Colt West Hartford
HARTFORD — The East Armory, topped by the blue, onion-shaped dome, is the most recognized of all the buildings in the city's Colt manufacturing complex, especially by travelers whizzing through the city on I-91.
But tucked right behind it is the North Armory, almost forgotten but now about to grab some of the glory. Work will soon begin on the five-story structure, the last major building remaining to be renovated in the $120 million redevelopment of the firearms manufacturing complex launched by Samuel Colt in the 1850s.
The Colt Gateway redevelopment — about a third of which is financed by public funds — stretches back nearly 20 years. It is on its fourth developer and was, more than once, stalled for years at a time. The project has gained significant momentum since 2010 under the most recent development team — Hartford-based CG Management Co. and the tax credit investment arm of oil giant Chevron.
"So far as the restoration of buildings, facade restorations, this is the last one, " Larry Dooley, owner of CG Management, said. "That's why this building is so important because once we do this, this place is going to look done."
There is still a ways to go before declaring the project complete. The $13 million renovation of the North Armory will take 18 months or more and still must gain approval for about $5.6 million in public funding, including $3.5 million in grants from the state Department of Economic and Community Development.
Plans call for 36 apartments on the top three floors, bringing the total number of apartments in the complex to 165; commercial space on the second floor; and shops and restaurants or light industrial on the ground floor.
Dooley said he is encouraged about the prospects for the apartments, even with the hundreds that are also being added in nearby downtown. All the apartments in the South Armory are leased and at rates that are below the competing units.
And there already is interest in the commercial space. Tecton Architects, the Hartford-based firm, has signed a letter of intent to move into the space if the public funding can be secured. The funding would help pay for tenant improvements.
Tecton, which has 55 employees, 19 of them architects, now leases in Hartford Square West, less than a mile away.
"If all works out, we'd be extremely happy to be there, " Ted Cutler, Tecton's president, said. "It's not only Connecticut's heritage but the nation's industrial heritage."
Tecton would be the second architectural firm at Colt. On Monday, another Hartford-based firm, JCJ Architecture, will mark its first day occupying 19, 000 square feet on the fourth floor of the East Armory, just under the dome.
During a recent tour of the North Armory with Dooley, it was a bit hard to picture the renovations. On the fifth floor, window panes were temporarily puttied to keep them from falling out. There was a big puddle in the middle of the floor. Looking up, the words "Wolf Pack" had been spray painted by vandals on a skylight.
"Luckily, we've managed to keep out the pigeons, " Dooley said, turning down a stairwell. "But you still have some remnants of feathers."
Becoming 'CRECville'
The decay evident in the North Armory — built during World War I to manufacture gun barrels and house drafting offices — was typical of the whole Colt complex when the Capitol Region Education Council became the first commercial tenant in 2003. The lease came nearly a decade after Colt's firearm division had consolidated the last vestiges of the company in West Hartford.

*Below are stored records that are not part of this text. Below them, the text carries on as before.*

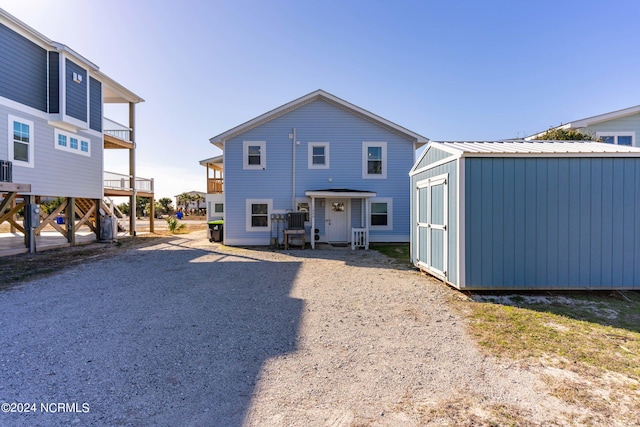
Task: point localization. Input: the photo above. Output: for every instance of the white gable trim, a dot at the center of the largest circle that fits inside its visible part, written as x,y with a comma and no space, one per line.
297,103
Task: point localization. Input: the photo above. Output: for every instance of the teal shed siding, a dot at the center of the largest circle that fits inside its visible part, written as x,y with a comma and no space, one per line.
345,132
526,222
552,223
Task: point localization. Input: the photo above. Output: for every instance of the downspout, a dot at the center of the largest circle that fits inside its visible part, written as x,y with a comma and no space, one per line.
293,174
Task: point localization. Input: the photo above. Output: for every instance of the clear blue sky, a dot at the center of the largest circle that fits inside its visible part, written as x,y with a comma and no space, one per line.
449,70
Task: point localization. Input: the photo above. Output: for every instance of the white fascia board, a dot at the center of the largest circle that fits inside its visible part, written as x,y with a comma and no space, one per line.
68,52
23,29
589,121
341,195
216,159
122,93
606,117
296,103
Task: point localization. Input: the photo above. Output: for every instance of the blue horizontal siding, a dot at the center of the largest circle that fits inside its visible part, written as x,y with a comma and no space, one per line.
540,223
317,121
23,70
76,93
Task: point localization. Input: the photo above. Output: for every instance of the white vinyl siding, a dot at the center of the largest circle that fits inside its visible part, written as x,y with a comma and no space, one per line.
619,138
254,155
21,141
71,143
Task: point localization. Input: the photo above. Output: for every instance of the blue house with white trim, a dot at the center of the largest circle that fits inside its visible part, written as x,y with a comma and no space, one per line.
343,165
53,134
527,215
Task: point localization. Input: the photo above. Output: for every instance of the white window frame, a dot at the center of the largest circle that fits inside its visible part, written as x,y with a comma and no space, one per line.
365,160
617,134
311,146
389,202
30,163
263,155
248,204
68,148
306,200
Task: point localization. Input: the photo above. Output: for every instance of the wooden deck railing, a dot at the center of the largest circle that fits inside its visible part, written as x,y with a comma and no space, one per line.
116,181
214,185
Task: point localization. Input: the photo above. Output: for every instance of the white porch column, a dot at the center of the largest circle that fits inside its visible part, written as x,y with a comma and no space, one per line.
313,222
366,217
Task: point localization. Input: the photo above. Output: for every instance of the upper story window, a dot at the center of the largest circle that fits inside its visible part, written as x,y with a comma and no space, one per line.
72,143
254,155
318,155
620,138
374,160
21,141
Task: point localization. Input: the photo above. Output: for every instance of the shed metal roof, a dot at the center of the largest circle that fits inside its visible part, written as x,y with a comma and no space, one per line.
516,148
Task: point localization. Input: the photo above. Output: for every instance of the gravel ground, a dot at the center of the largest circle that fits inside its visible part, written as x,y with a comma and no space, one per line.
191,333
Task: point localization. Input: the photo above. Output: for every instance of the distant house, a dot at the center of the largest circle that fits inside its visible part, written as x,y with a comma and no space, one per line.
196,200
620,127
344,166
53,133
516,215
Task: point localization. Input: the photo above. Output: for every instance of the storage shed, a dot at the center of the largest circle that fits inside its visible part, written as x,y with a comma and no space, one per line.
526,215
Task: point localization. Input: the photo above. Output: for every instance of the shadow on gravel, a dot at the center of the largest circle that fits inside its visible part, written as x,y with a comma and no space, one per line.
168,335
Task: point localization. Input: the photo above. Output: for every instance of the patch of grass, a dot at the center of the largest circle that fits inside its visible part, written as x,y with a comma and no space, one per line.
398,252
174,226
588,345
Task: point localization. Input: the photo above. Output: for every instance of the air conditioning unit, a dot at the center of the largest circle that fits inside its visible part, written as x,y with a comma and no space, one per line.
6,171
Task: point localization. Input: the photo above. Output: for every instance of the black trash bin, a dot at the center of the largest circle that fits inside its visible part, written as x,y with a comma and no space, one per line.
215,230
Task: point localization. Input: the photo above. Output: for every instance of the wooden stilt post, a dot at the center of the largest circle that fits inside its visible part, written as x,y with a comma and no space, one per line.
98,223
71,221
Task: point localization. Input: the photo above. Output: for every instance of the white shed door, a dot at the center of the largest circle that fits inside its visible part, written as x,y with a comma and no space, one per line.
431,234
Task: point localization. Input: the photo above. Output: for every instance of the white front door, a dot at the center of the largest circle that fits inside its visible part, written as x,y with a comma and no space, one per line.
336,220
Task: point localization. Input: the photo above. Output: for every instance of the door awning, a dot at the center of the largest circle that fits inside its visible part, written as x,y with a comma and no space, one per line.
340,193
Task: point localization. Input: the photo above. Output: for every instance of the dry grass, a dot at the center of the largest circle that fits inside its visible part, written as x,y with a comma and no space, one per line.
585,346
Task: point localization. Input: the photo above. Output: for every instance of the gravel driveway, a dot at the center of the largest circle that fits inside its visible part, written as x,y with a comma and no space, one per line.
191,333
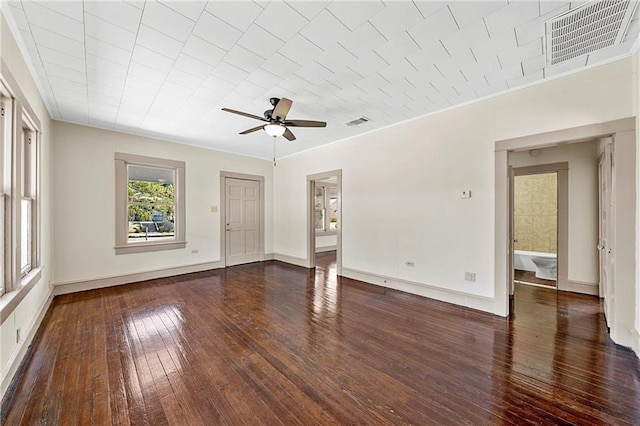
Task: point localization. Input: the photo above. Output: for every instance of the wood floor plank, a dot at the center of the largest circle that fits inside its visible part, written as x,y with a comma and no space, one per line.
271,343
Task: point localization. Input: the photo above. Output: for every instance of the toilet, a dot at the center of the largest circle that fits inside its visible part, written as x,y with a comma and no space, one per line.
546,267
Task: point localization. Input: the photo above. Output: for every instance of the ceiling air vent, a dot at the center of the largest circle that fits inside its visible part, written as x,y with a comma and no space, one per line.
357,121
586,29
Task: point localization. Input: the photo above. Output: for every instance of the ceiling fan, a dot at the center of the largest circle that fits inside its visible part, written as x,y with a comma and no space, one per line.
276,119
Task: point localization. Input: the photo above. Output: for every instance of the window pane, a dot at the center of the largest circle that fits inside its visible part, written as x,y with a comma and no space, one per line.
25,255
151,223
150,185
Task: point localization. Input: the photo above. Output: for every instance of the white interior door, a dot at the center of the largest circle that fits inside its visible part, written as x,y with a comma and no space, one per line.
242,221
605,242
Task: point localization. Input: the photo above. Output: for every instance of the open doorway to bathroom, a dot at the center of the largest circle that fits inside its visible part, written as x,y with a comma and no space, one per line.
535,227
324,221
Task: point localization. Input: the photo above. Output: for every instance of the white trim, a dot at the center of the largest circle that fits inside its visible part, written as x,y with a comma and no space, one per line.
482,303
581,287
114,280
298,261
18,354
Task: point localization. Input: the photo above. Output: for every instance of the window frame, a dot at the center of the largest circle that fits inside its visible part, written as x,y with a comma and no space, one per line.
122,244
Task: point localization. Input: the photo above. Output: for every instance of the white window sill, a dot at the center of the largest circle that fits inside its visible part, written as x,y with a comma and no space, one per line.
145,247
10,300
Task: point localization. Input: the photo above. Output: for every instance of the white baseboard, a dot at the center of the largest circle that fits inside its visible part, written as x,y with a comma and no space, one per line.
94,283
482,303
581,287
327,248
16,358
298,261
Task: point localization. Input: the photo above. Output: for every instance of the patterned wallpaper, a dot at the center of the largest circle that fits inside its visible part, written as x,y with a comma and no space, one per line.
536,205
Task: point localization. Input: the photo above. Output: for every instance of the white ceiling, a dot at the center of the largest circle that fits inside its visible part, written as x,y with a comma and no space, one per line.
164,69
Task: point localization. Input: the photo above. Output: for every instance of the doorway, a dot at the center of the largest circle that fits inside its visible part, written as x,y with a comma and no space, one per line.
324,218
242,221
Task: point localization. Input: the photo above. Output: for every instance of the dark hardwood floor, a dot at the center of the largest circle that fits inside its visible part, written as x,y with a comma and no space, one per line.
270,343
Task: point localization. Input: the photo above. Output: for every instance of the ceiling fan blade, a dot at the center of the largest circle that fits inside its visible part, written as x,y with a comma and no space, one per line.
305,123
287,134
282,108
255,129
246,114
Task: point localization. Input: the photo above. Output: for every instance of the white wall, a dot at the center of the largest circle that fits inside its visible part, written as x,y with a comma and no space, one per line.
583,203
84,212
27,314
400,185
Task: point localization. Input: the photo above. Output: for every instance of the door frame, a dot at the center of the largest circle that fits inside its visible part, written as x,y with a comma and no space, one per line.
223,212
311,229
562,218
624,196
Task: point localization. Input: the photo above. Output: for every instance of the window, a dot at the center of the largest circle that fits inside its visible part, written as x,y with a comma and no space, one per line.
326,206
19,194
150,207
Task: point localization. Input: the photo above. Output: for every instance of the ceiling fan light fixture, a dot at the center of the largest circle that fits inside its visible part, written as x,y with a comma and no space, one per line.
274,130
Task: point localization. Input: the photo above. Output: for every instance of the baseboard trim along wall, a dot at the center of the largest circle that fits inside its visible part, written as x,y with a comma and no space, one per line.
582,287
298,261
482,303
20,351
94,283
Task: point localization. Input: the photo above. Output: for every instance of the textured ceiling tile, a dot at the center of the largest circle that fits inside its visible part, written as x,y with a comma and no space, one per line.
118,13
281,20
58,58
308,9
300,50
152,59
511,16
52,21
325,30
167,21
46,38
106,67
229,72
260,41
107,51
335,57
396,49
461,40
153,75
280,65
395,18
314,72
240,57
190,9
109,33
216,31
467,12
521,53
238,14
192,66
435,27
158,42
203,50
369,63
363,40
354,13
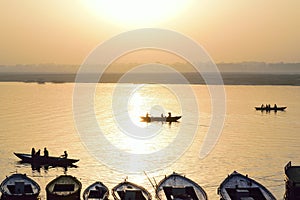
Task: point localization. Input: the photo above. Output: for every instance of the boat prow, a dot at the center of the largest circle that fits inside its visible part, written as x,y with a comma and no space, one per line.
176,186
238,186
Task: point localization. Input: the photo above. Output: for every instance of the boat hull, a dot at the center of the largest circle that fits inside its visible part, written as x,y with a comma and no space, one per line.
178,186
41,160
238,186
269,109
160,119
64,187
19,186
96,191
127,190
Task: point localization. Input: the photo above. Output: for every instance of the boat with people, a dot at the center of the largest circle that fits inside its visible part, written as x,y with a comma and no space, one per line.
162,118
19,186
238,186
292,181
130,191
269,108
176,186
46,160
96,191
64,187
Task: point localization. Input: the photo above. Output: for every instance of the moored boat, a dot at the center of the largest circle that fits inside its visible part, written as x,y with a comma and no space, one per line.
292,182
42,160
238,186
19,186
130,191
271,108
96,191
176,186
64,187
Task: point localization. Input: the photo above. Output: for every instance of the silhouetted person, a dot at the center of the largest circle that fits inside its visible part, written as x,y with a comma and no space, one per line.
32,152
38,153
65,155
46,153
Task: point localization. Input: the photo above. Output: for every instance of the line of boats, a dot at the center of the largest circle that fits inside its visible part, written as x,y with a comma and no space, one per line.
172,187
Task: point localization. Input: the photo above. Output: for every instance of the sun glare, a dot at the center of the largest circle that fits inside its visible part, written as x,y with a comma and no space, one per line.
136,12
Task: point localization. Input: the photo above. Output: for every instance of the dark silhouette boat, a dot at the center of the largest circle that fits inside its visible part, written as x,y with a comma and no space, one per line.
160,119
238,186
19,186
42,160
96,191
292,182
271,108
130,191
64,187
176,186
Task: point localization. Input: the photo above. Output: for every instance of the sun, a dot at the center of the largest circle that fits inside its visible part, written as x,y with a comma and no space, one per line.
136,12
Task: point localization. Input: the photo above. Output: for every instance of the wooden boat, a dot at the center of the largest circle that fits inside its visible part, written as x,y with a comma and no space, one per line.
176,186
19,186
42,160
130,191
96,191
64,187
292,181
238,186
271,108
160,119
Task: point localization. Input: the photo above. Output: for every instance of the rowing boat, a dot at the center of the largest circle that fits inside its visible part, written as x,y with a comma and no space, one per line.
160,119
238,186
176,186
42,160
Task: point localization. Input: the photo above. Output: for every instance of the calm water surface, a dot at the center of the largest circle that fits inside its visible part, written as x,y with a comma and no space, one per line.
254,143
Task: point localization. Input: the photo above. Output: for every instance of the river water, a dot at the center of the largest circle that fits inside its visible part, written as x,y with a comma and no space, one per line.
251,142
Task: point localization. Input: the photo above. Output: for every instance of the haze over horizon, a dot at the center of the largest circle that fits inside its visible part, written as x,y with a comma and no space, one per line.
230,31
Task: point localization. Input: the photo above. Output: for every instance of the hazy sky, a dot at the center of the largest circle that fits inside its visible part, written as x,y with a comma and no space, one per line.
64,32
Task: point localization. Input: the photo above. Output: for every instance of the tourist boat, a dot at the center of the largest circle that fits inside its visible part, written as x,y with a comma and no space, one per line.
64,187
176,186
42,160
96,191
292,182
238,186
127,190
271,108
19,186
160,119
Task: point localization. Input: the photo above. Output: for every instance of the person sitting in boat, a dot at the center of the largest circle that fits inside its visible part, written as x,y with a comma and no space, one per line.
65,155
32,152
46,153
38,153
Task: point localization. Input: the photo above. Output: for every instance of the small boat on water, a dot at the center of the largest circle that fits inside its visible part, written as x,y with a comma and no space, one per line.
271,108
42,160
96,191
64,187
176,186
130,191
292,182
238,186
160,119
19,186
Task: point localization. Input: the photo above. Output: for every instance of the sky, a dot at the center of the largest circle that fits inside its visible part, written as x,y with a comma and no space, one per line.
65,32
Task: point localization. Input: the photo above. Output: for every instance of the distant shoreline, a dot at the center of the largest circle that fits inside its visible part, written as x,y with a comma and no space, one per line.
192,78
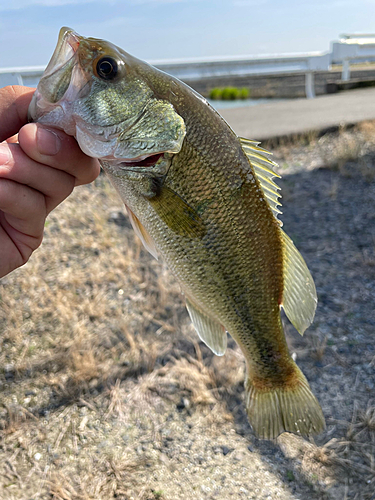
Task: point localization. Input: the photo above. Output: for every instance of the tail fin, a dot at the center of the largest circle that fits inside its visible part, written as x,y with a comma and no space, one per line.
272,411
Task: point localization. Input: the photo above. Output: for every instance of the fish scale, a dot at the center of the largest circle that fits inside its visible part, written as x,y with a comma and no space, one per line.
204,200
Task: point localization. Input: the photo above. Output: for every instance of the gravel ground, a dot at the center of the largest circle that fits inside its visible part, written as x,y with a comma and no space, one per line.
141,409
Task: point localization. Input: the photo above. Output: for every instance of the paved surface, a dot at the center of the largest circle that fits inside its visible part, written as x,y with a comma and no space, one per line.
301,115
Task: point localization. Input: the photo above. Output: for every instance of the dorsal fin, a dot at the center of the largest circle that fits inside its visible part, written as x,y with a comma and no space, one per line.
299,296
264,172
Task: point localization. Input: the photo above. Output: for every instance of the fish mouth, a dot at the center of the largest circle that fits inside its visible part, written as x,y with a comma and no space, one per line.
66,48
142,161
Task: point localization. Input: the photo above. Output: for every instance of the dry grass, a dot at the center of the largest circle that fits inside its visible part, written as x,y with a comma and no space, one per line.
97,353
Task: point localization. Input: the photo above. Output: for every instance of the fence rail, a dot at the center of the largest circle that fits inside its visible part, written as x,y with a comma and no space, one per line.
348,50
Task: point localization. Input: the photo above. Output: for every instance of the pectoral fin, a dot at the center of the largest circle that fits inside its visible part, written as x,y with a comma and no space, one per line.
211,332
141,232
177,214
299,298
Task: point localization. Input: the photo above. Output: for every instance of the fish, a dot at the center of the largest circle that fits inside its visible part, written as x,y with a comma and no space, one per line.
203,199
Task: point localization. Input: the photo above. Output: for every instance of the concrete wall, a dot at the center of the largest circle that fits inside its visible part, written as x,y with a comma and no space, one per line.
279,86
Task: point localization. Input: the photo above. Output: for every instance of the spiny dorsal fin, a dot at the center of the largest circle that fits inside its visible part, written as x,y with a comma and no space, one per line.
211,332
262,167
141,232
299,297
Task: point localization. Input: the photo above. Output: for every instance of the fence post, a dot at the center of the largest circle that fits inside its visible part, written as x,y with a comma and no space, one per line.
309,85
345,76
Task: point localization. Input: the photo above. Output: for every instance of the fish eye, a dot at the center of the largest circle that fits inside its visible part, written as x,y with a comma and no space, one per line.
106,68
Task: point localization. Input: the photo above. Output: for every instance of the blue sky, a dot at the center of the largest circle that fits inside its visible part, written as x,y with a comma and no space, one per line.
175,29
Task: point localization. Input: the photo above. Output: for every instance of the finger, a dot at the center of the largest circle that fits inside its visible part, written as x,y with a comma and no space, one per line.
14,103
55,185
58,150
24,208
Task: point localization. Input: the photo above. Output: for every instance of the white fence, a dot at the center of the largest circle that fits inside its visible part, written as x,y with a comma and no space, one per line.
350,49
353,48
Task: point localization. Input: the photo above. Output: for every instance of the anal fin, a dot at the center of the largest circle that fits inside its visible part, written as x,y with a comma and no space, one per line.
141,232
299,297
210,331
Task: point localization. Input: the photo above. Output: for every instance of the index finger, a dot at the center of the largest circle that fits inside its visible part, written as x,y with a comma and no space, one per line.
14,103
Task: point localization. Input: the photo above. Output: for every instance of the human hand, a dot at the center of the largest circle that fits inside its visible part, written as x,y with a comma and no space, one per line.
39,168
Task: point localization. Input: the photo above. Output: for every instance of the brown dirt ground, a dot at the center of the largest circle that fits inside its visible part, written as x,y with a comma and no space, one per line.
107,393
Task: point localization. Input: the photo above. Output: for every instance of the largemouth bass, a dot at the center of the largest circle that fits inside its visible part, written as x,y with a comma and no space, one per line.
203,199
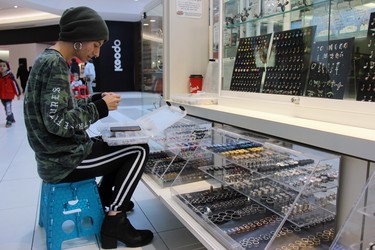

Sandy Cruz-Serrano, deputy executive director at CREC, said the complex was dilapidated and an eyesore in those days.
"As you drove by the city, you'd see the windows were broken, " Cruz-Serrano said, who oversees CREC's construction projects. "Some of the buildings had bricks that were literally falling off."
But CREC, Cruz-Serrano said, had its main office less than a mile away and decided to invest in the neighborhood, bringing a school for children diagnosed with autism to Colt. Today, CREC leases more than a quarter of the 630, 000-square-foot complex in four buildings. CREC's need for space for space exploded following the landmark school desegregation Sheff vs. O'Neill case, which resulted in an increased number of magnet schools.
CREC has so much space in Colt that it has nicknamed its area "CRECville, " playing off the longstanding Coltsville name.
Cruz-Serrano said CREC now wants to take an even bigger stake in the area by purchasing two of the buildings it occupies: the L-shaped building and the U-shaped building. CREC renovated the latter in 2013 for $6 million to house its Two Rivers magnet high school.
CREC is now negotiating for a site in "one of the contiguous towns" for a permanent location for the magnet high school. Cruz-Serrano, who declined to identify the town, said the U-shaped building would then house an elementary arts academy program now in Avon, bringing it closer to a middle school arts academy already at Colt.
Despite its recent successes, the redevelopment has come at a cost for some: A community of artists and entrepreneurs ensconced in the South Armory was displaced in the early 2000s when apartment renovations got underway, coming with the prospect of higher rents.
And, more recently, the complex suffered a setback when its first restaurant, Cafe Colt, closed in October. Dooley said he is talking to a handful of potential replacements.
A National Park
The economic success of the complex was key to winning authorization of a national park for the complex and the surrounding area.